Sie verstummte, und nur ein herzzerreißendes Schluchzen wurde hörbar.

Hoch oben über ihnen ging ein Rauschen durch die Baumkronen, das klägliche Weinen der Frau rieselte wie frisches Blut über die Herzen der Umstehenden und erweckte ein solches Gefühl der Trauer, und einen solchen Schmerz und Haß, daß man ringsum nur erregtes Keuchen und Fluchen hörte und zusammengeballte Fäuste sah.

»Richtiges Soldatenlos,« knurrte einer und fuhr sich mit dem Handrücken über die Augen.
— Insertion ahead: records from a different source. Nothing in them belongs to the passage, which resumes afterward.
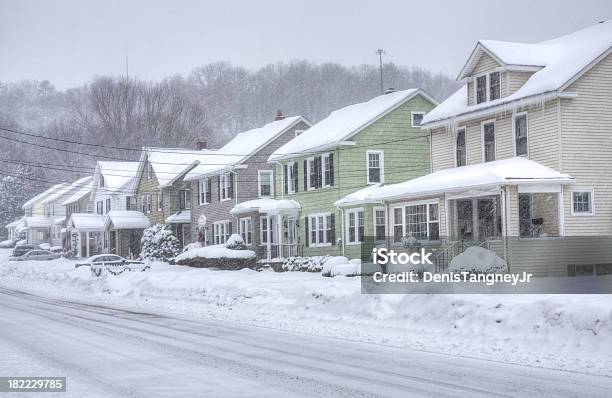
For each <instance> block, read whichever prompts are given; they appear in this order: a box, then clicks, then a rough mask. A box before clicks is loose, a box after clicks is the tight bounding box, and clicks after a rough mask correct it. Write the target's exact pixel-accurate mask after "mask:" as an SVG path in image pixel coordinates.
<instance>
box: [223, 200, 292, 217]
mask: <svg viewBox="0 0 612 398" xmlns="http://www.w3.org/2000/svg"><path fill="white" fill-rule="evenodd" d="M300 209H301V207H300V204H299V203H298V202H296V201H295V200H289V199H254V200H247V201H246V202H242V203H238V204H237V205H236V206H234V208H233V209H232V210H231V211H230V213H231V214H232V215H238V214H243V213H250V212H255V211H256V212H259V213H267V214H272V215H276V214H297V212H299V211H300Z"/></svg>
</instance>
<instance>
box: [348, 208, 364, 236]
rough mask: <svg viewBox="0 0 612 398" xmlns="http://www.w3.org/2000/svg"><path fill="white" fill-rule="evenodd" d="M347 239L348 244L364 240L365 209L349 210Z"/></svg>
mask: <svg viewBox="0 0 612 398" xmlns="http://www.w3.org/2000/svg"><path fill="white" fill-rule="evenodd" d="M346 241H347V243H348V244H355V243H362V242H363V241H364V225H363V209H353V210H347V212H346Z"/></svg>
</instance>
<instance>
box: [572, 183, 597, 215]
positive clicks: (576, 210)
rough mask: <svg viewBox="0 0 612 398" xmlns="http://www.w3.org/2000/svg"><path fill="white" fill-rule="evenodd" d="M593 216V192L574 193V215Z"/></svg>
mask: <svg viewBox="0 0 612 398" xmlns="http://www.w3.org/2000/svg"><path fill="white" fill-rule="evenodd" d="M592 214H593V190H592V189H588V190H580V191H572V215H573V216H588V215H592Z"/></svg>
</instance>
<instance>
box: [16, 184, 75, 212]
mask: <svg viewBox="0 0 612 398" xmlns="http://www.w3.org/2000/svg"><path fill="white" fill-rule="evenodd" d="M66 185H68V184H67V183H61V184H56V185H54V186H52V187H51V188H49V189H47V190H45V191H43V192H41V193H39V194H38V195H36V196H34V197H33V198H32V199H30V200H28V201H27V202H25V203H24V204H23V205H22V206H21V208H22V209H25V208H27V207H30V206H32V205H34V204H35V203H36V202H38V201H41V200H43V199H45V198H46V197H47V196H49V195H51V194H52V193H53V192H55V191H57V190H58V189H60V188H62V187H64V186H66Z"/></svg>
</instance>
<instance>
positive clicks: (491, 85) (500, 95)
mask: <svg viewBox="0 0 612 398" xmlns="http://www.w3.org/2000/svg"><path fill="white" fill-rule="evenodd" d="M500 97H501V82H500V77H499V72H493V73H491V74H490V75H489V101H493V100H496V99H499V98H500Z"/></svg>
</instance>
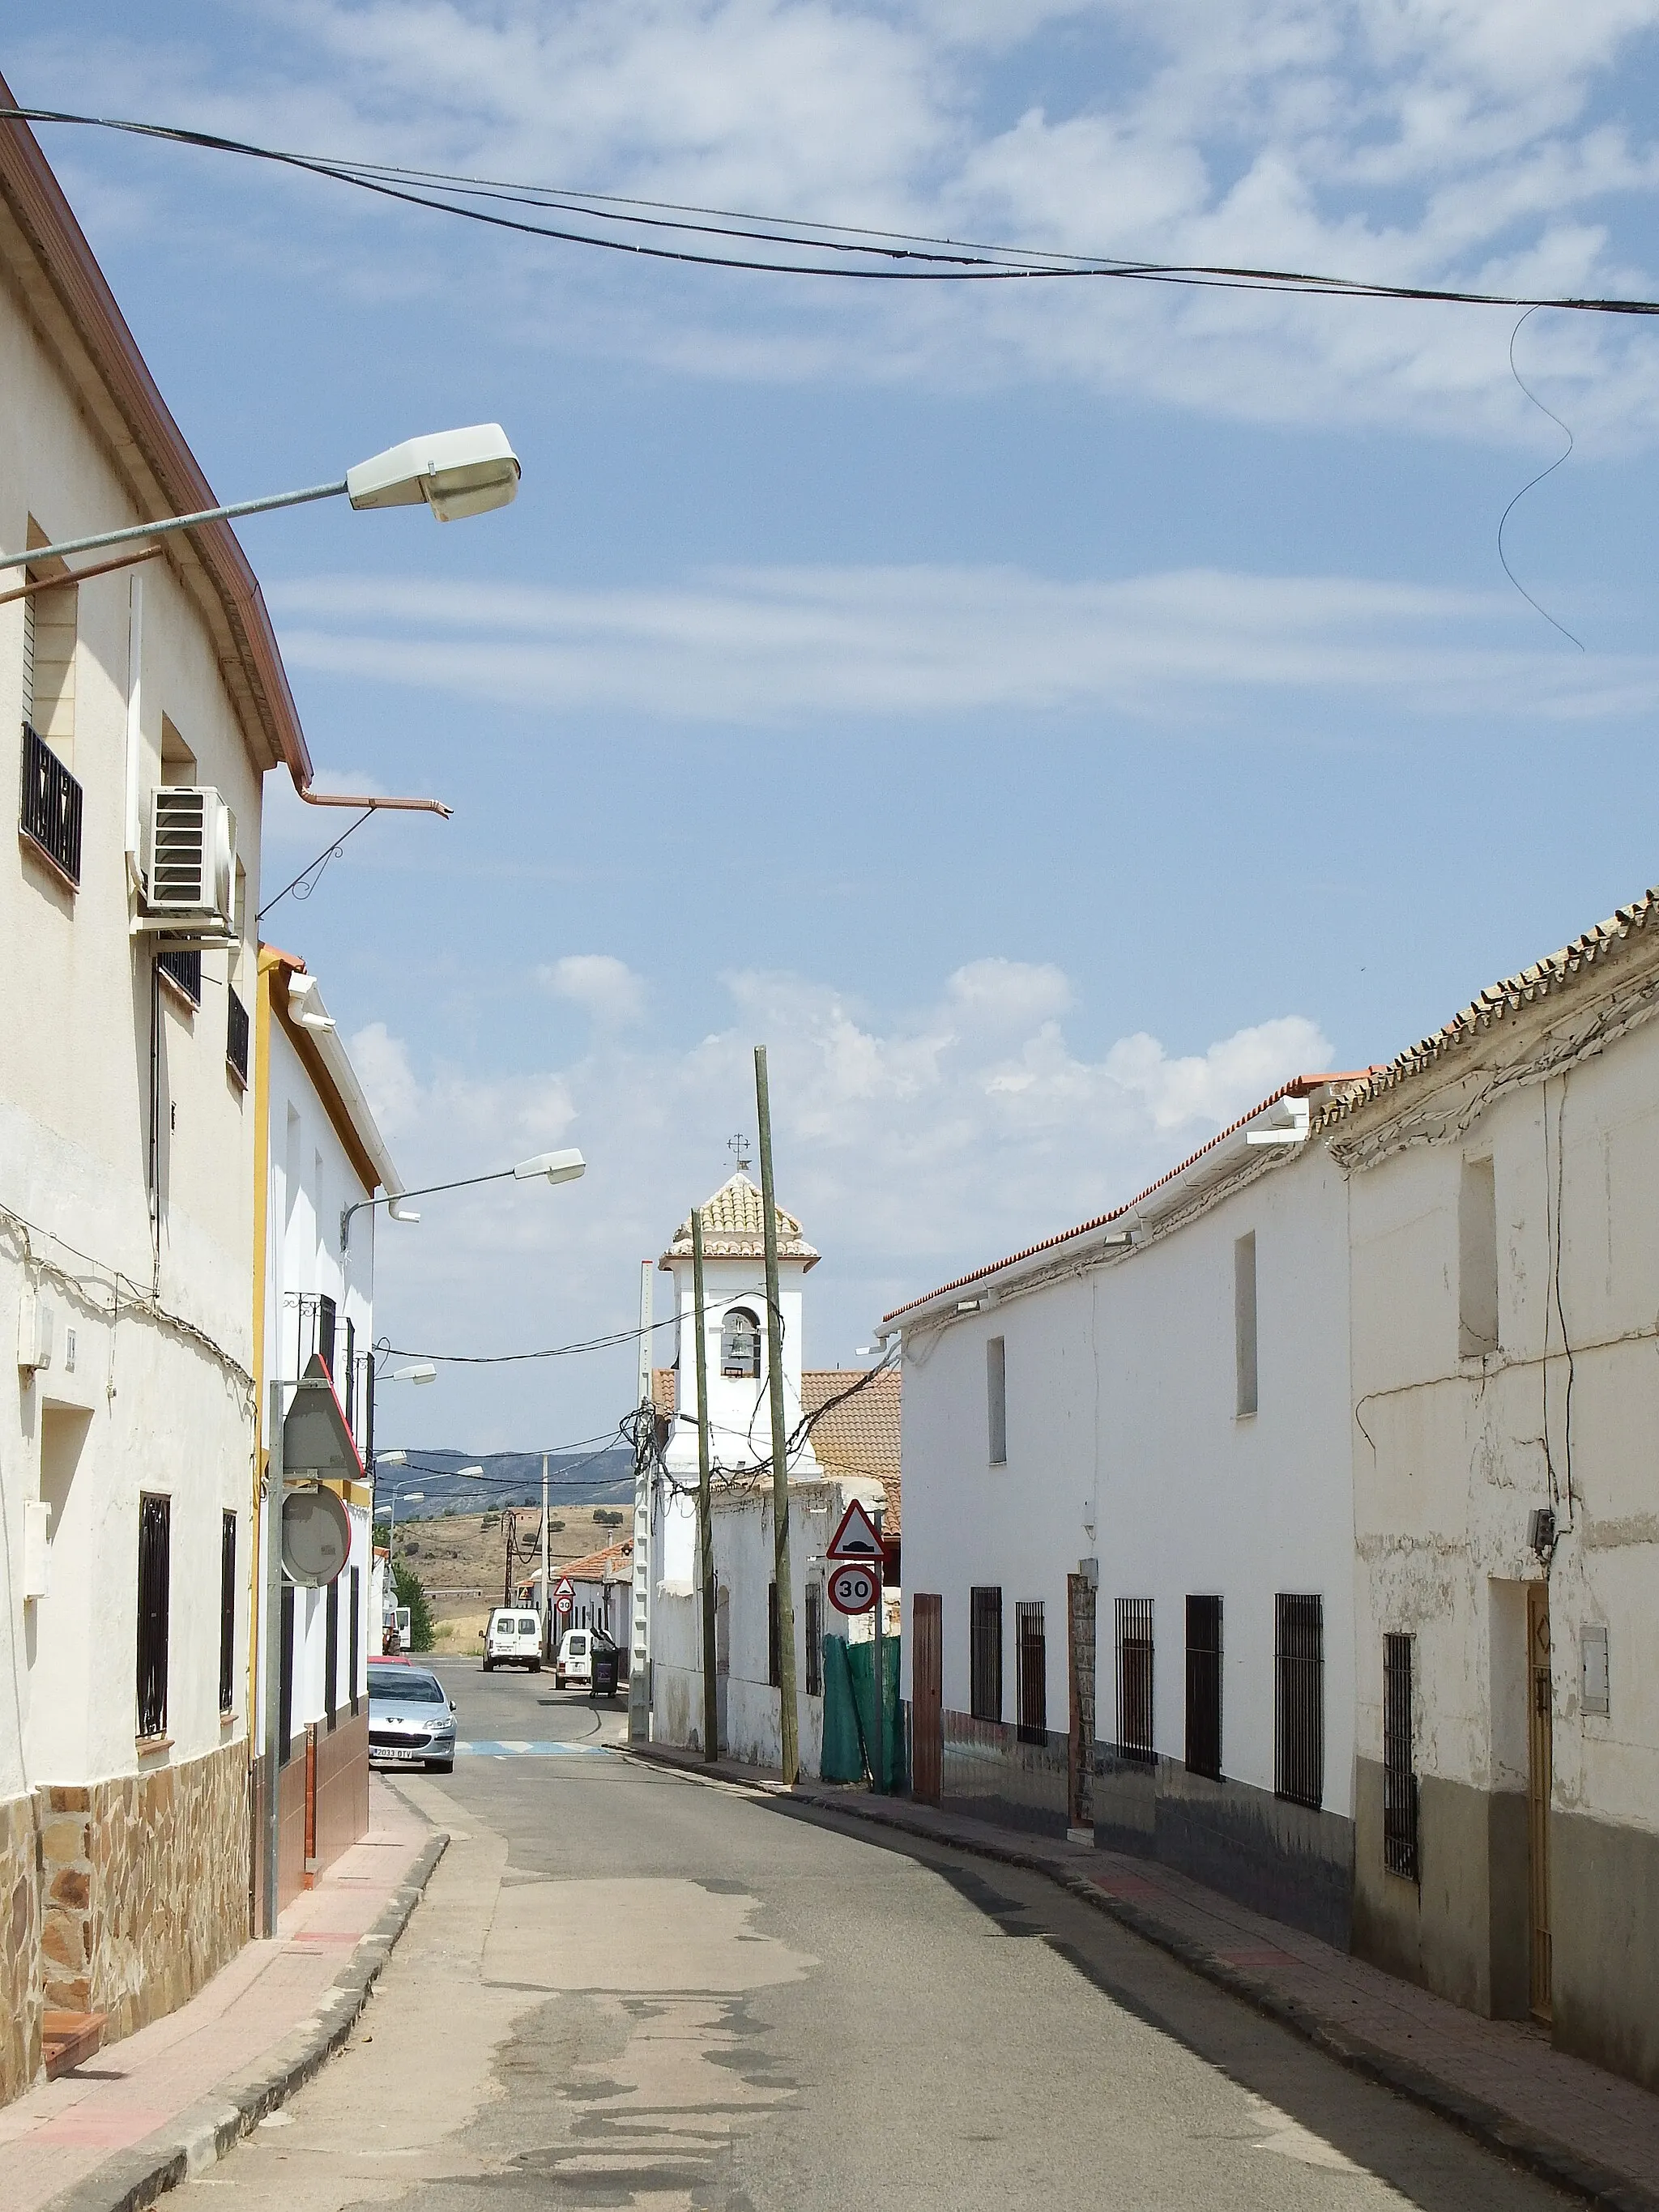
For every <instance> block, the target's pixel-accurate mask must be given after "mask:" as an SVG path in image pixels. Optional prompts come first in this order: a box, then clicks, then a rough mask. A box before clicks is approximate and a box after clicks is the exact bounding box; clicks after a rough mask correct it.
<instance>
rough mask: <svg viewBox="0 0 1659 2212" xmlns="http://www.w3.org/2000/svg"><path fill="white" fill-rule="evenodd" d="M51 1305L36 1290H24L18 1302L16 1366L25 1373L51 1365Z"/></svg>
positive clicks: (41, 1368) (36, 1372)
mask: <svg viewBox="0 0 1659 2212" xmlns="http://www.w3.org/2000/svg"><path fill="white" fill-rule="evenodd" d="M51 1334H53V1312H51V1305H46V1301H44V1298H42V1296H40V1294H38V1292H33V1290H24V1294H22V1298H20V1303H18V1367H22V1369H24V1371H27V1374H38V1371H40V1369H42V1367H51Z"/></svg>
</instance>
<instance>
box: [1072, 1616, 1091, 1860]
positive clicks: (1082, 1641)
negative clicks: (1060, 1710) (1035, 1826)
mask: <svg viewBox="0 0 1659 2212" xmlns="http://www.w3.org/2000/svg"><path fill="white" fill-rule="evenodd" d="M1066 1674H1068V1683H1071V1717H1068V1736H1066V1825H1068V1827H1071V1829H1073V1832H1084V1829H1086V1832H1088V1834H1091V1836H1093V1832H1095V1584H1093V1577H1088V1575H1066Z"/></svg>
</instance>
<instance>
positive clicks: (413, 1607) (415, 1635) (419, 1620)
mask: <svg viewBox="0 0 1659 2212" xmlns="http://www.w3.org/2000/svg"><path fill="white" fill-rule="evenodd" d="M392 1582H394V1584H396V1590H398V1604H400V1606H407V1608H409V1650H418V1652H429V1650H431V1608H429V1606H427V1593H425V1588H422V1586H420V1575H416V1571H414V1568H411V1566H405V1564H403V1559H398V1562H396V1566H394V1568H392Z"/></svg>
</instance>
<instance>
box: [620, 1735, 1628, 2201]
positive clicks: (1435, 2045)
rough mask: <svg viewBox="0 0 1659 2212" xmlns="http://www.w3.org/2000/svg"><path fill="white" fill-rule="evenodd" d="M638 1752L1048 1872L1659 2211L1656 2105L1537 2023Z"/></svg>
mask: <svg viewBox="0 0 1659 2212" xmlns="http://www.w3.org/2000/svg"><path fill="white" fill-rule="evenodd" d="M635 1756H639V1750H637V1747H635ZM644 1756H648V1759H661V1761H664V1763H666V1765H672V1767H684V1770H688V1772H697V1774H703V1776H717V1778H719V1781H726V1783H748V1785H750V1787H752V1790H763V1792H765V1794H770V1796H787V1798H790V1801H792V1803H796V1805H812V1807H814V1809H818V1812H832V1814H841V1816H843V1818H854V1820H869V1823H872V1825H880V1827H891V1829H900V1832H905V1834H911V1836H922V1838H927V1840H931V1843H949V1845H953V1847H956V1849H962V1851H973V1854H975V1856H980V1858H998V1860H1002V1863H1004V1865H1015V1867H1026V1869H1033V1871H1037V1874H1044V1876H1046V1878H1048V1880H1053V1882H1060V1887H1064V1889H1068V1891H1073V1893H1075V1896H1082V1898H1086V1900H1088V1902H1091V1905H1095V1907H1099V1909H1102V1911H1108V1913H1110V1916H1113V1918H1115V1920H1121V1922H1124V1927H1128V1929H1133V1931H1135V1933H1137V1936H1144V1938H1146V1940H1150V1942H1155V1944H1159V1949H1164V1951H1170V1953H1175V1958H1179V1960H1181V1962H1183V1964H1186V1966H1192V1971H1194V1973H1201V1975H1203V1978H1206V1980H1210V1982H1217V1984H1219V1986H1223V1989H1228V1991H1232V1995H1237V1997H1241V2000H1243V2002H1245V2004H1252V2006H1256V2011H1261V2013H1265V2015H1267V2017H1272V2020H1276V2022H1279V2024H1281V2026H1285V2028H1290V2031H1292V2033H1296V2035H1301V2037H1305V2039H1307V2042H1312V2044H1316V2046H1318V2048H1321V2051H1325V2053H1327V2055H1329V2057H1334V2059H1338V2062H1340V2064H1345V2066H1352V2068H1354V2070H1358V2073H1365V2075H1369V2077H1371V2079H1374V2081H1380V2084H1385V2086H1387V2088H1391V2090H1396V2093H1398V2095H1402V2097H1411V2099H1413V2101H1416V2104H1425V2106H1429V2110H1433V2112H1438V2115H1440V2117H1442V2119H1449V2121H1451V2124H1453V2126H1458V2128H1464V2130H1467V2132H1469V2135H1473V2137H1478V2139H1480V2141H1484V2143H1489V2146H1491V2148H1493V2150H1500V2152H1502V2154H1504V2157H1511V2159H1515V2161H1520V2163H1522V2166H1526V2168H1528V2170H1531V2172H1535V2174H1540V2177H1544V2179H1546V2181H1555V2183H1557V2185H1562V2188H1566V2190H1573V2192H1575V2194H1579V2197H1588V2199H1590V2203H1599V2205H1608V2208H1617V2212H1659V2097H1655V2095H1650V2093H1648V2090H1646V2088H1639V2086H1637V2084H1635V2081H1626V2079H1621V2077H1619V2075H1610V2073H1604V2070H1601V2068H1599V2066H1588V2064H1586V2062H1584V2059H1575V2057H1568V2055H1566V2053H1562V2051H1555V2048H1553V2046H1551V2042H1548V2033H1546V2031H1542V2028H1533V2026H1528V2024H1520V2022H1509V2020H1482V2017H1480V2015H1475V2013H1467V2011H1464V2008H1462V2006H1458V2004H1449V2002H1447V2000H1444V1997H1433V1995H1429V1991H1422V1989H1413V1986H1411V1984H1409V1982H1400V1980H1396V1978H1394V1975H1391V1973H1383V1969H1380V1966H1367V1964H1365V1960H1358V1958H1352V1955H1349V1953H1347V1951H1336V1949H1332V1944H1325V1942H1321V1940H1318V1938H1316V1936H1303V1933H1301V1929H1292V1927H1285V1924H1283V1922H1281V1920H1267V1918H1265V1916H1263V1913H1252V1911H1250V1909H1248V1907H1243V1905H1234V1902H1232V1900H1230V1898H1223V1896H1219V1893H1217V1891H1214V1889H1206V1887H1203V1885H1201V1882H1192V1880H1188V1878H1186V1876H1181V1874H1175V1871H1172V1869H1170V1867H1159V1865H1157V1863H1155V1860H1146V1858H1126V1856H1121V1854H1117V1851H1099V1849H1093V1847H1091V1845H1073V1843H1062V1840H1057V1838H1048V1836H1031V1834H1026V1832H1024V1829H1009V1827H998V1825H993V1823H989V1820H973V1818H967V1816H964V1814H953V1812H947V1809H936V1807H931V1805H916V1803H911V1801H909V1798H874V1796H869V1792H865V1790H838V1787H832V1785H823V1783H799V1785H796V1787H794V1790H790V1792H785V1790H783V1783H781V1781H779V1778H776V1774H763V1772H761V1770H757V1767H741V1765H737V1763H734V1761H728V1759H721V1761H717V1763H714V1765H703V1761H701V1759H697V1754H681V1752H670V1750H668V1747H666V1745H653V1747H650V1750H648V1752H644Z"/></svg>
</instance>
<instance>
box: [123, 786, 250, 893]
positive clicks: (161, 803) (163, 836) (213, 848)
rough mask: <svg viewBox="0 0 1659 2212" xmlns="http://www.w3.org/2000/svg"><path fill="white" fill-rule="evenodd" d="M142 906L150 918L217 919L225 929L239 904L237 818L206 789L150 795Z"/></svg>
mask: <svg viewBox="0 0 1659 2212" xmlns="http://www.w3.org/2000/svg"><path fill="white" fill-rule="evenodd" d="M148 830H150V836H148V852H146V863H148V865H146V869H144V905H146V907H148V911H150V914H188V916H195V918H199V916H208V914H210V916H215V920H219V922H223V927H226V929H230V927H232V922H234V900H237V816H234V814H232V812H230V807H228V805H226V803H223V799H221V796H219V792H215V790H212V785H208V783H161V785H157V790H155V792H150V823H148Z"/></svg>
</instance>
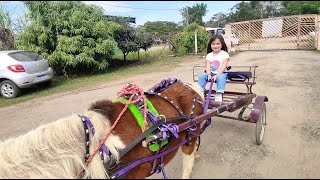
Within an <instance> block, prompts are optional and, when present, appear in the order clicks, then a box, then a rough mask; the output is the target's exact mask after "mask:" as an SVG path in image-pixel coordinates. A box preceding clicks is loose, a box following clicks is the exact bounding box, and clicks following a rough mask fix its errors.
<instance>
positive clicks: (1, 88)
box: [0, 80, 21, 99]
mask: <svg viewBox="0 0 320 180" xmlns="http://www.w3.org/2000/svg"><path fill="white" fill-rule="evenodd" d="M20 92H21V90H20V88H19V87H18V86H17V85H16V84H15V83H14V82H12V81H10V80H5V81H2V82H1V83H0V93H1V95H2V96H3V97H4V98H8V99H9V98H15V97H18V96H19V95H20Z"/></svg>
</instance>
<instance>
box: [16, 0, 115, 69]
mask: <svg viewBox="0 0 320 180" xmlns="http://www.w3.org/2000/svg"><path fill="white" fill-rule="evenodd" d="M24 3H25V4H26V6H27V8H28V9H29V12H30V14H29V15H30V20H31V24H30V25H28V26H26V27H25V29H24V31H23V32H21V33H19V35H18V42H17V47H18V48H20V49H26V50H33V51H36V52H37V53H40V54H41V55H43V56H44V57H45V58H47V59H48V61H49V63H50V65H51V66H52V67H53V69H54V70H55V73H56V74H57V75H61V74H65V75H68V74H80V73H85V72H95V71H100V70H105V69H106V68H107V67H108V64H109V63H108V59H111V58H112V56H113V54H114V48H115V46H116V42H115V41H114V39H113V33H114V31H116V30H117V29H118V28H120V25H118V24H117V23H114V22H109V21H107V20H106V19H105V17H104V16H103V9H102V8H101V7H98V6H95V5H85V4H84V3H82V2H78V1H69V2H67V1H38V2H37V1H24Z"/></svg>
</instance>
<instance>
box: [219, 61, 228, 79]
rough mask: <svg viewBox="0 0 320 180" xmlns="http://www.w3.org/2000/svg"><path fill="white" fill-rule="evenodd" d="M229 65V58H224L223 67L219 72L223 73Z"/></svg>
mask: <svg viewBox="0 0 320 180" xmlns="http://www.w3.org/2000/svg"><path fill="white" fill-rule="evenodd" d="M227 66H228V59H225V60H223V64H222V67H221V69H220V70H219V71H218V74H222V73H223V72H224V71H225V69H226V68H227ZM218 74H217V75H218Z"/></svg>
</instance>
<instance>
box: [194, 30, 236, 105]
mask: <svg viewBox="0 0 320 180" xmlns="http://www.w3.org/2000/svg"><path fill="white" fill-rule="evenodd" d="M229 59H230V56H229V54H228V48H227V45H226V43H225V42H224V38H223V36H222V35H220V34H215V35H213V36H212V38H211V39H210V41H209V43H208V49H207V56H206V61H207V65H206V72H205V73H202V74H200V75H199V76H198V84H199V86H200V87H201V90H202V91H203V92H204V91H205V87H206V84H207V82H208V79H209V78H210V79H211V80H213V81H215V82H216V83H217V90H216V93H217V94H216V95H215V101H222V95H223V93H224V90H225V87H226V82H227V73H225V71H226V68H227V66H228V61H229Z"/></svg>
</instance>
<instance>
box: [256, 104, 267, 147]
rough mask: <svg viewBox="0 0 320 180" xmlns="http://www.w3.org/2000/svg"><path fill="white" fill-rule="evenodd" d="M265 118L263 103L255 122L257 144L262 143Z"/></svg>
mask: <svg viewBox="0 0 320 180" xmlns="http://www.w3.org/2000/svg"><path fill="white" fill-rule="evenodd" d="M266 118H267V108H266V104H265V103H263V105H262V109H261V114H260V116H259V119H258V121H257V122H256V143H257V144H258V145H260V144H262V141H263V138H264V132H265V126H266Z"/></svg>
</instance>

»Zum mindesten ist er nicht vergeblich gestorben.«

»Dafür stehe ich ein, daß die Erinnerung an ihn erhalten bleibt, und was die Witwe und das Kind anbetrifft, so wird die Republik sich ihrer annehmen,« ließ sich Zaremba hören.

»Und wer soll sich jener annehmen, die der Feind schon an sich gerissen hat? Wer wird jene unglücklichen Waisen schützen?« erklang eine düstere Stimme.

»Viele von ihnen verrecken unter den Stockhieben, kein Hund wird ihnen nachweinen.«

»Und wer denkt an diese Tausende, die vor dem Feind fliehen mußten?«

»Wie ein Bienenschwarm ohne Königin haben wir uns in alle Winde zerstreut zu unserem eigenen Verderben.«

»... Wer der Verfolgung entgeht, der wird dem Hunger doch nicht entfliehen können, das wird er schon nicht.«

Sie gerieten in immer schmerzlichere Klagen, und die hingemurmelten Worte, die sich den Tiefen ihrer gequälten Seelen entrangen, fielen auf Zarembas gebeugten Kopf nieder wie Axthiebe.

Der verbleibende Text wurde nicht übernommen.